Being a freelance creative has a lot in common with philosophy. Both straddle the line between the tangible and the intangible, both have varying degrees of value based on the perception of different people and both invite a lot of questions.
‘Why am I doing this? Do you think this could work? How are you going to make money?’ These are all common questions freelance creatives have been and will be asked until the end of time and celebrating the journeys of freelancers is a big part of Stoic Athenaeum.
Manchester based freelance photographer Jason Lock has spent plenty of time honing his craft in the freelancing wilderness and I recently spoke to him about his experiences.
Over video, Lock tells me he’s been in photography for a career that’s spanned 24 years and that it all started with feeling the emotion of the camera when he picked one up for the first time. From there, Lock worked on his craft through a documentary photography course at university and then went on to be hired by a local Manchester newspaper.
These formative years were crucial for helping him develop his skills for meeting deadlines and taking story-driven shots while working at different newspapers. After a stint in Cardiff, Lock returned to Manchester and eventually got work at the Manchester Evening News.
It was during this part of his career that Lock learned one of the most important lessons of being a freelancer. That you’ve got to build relationships and open doors into other people’s lives, which became part of his photography ethos.
From one-man wolf pack to being at the heart of the freelancing community
The conversation shifts to storytelling and Lock says photography stands out as a unique medium that complements the written word. It’s a marriage of emotions, of connecting strands of information together and that collaboration is vital for the freelance creative community.
While happy to be one-man wolf pack, Lock is just as comfortable working with freelancers across web design, editing and video production.
It’s reminiscent of Lock’s heroes from the legendary Magnum Photography Agency: Robert Capa, Henri Cartier-Bresson, George Rodger and David ‘Chim’ Seymour, who pooled their talents to create projects that became bigger than an individual. If they were around today, Lock would buy them all a pint down the local pub.
Lock has also been influenced by modern photographer Alex Webb, who weaves colour, light and people together in vivid imagery. Lock’s photography style is also vivid, crossing multiple communities and environments to capture moods and moments.

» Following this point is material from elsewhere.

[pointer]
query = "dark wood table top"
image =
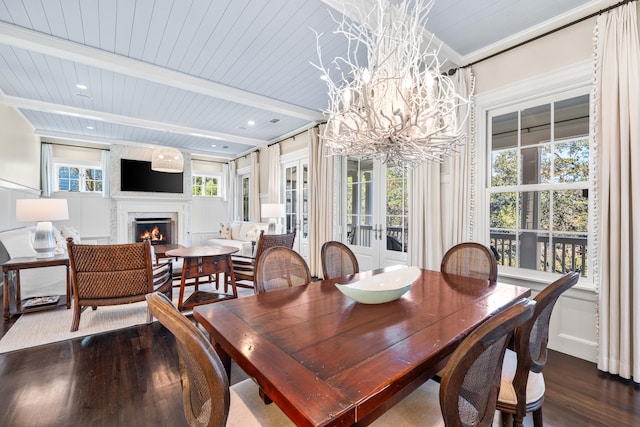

Another area where Lock stands out is with drone photography, shooting breath-taking vistas and panoramic views. Looking at these pictures evoke the philosophy of Stoicism, of the practice of taking the view from above and seeing the world from an objective standpoint.
Speaking of philosophy, I’m curious to know what Lock’s philosophy of life is and he sums it up as real people, real places and real issues.
With people, it’s about sharing the moment of a person’s life and providing insight into who they are. Places is about stepping behind the scenes and seeing how people interact in spaces they are comfortable with. When exploring issues through photography, Lock is conscious of contributing to the greater good and drawing attention to ideas that need to be addressed.
A great example of putting this philosophy into action is through a collaboration with Big Issue North, a UK charity that focuses on helping the homeless through media content and self-employment opportunities.
Tying in with the 30th anniversary of Big Issue North, Lock took portraits of the homeless in Manchester and of people connected to the charity to bring awareness to societal issues. Lock tells me it’s all come full circle to provide a window into what life in Manchester can be like and that there’s always hope in the future.
One thing is for certain. Every time Lock picks up a camera, he lives his philosophy.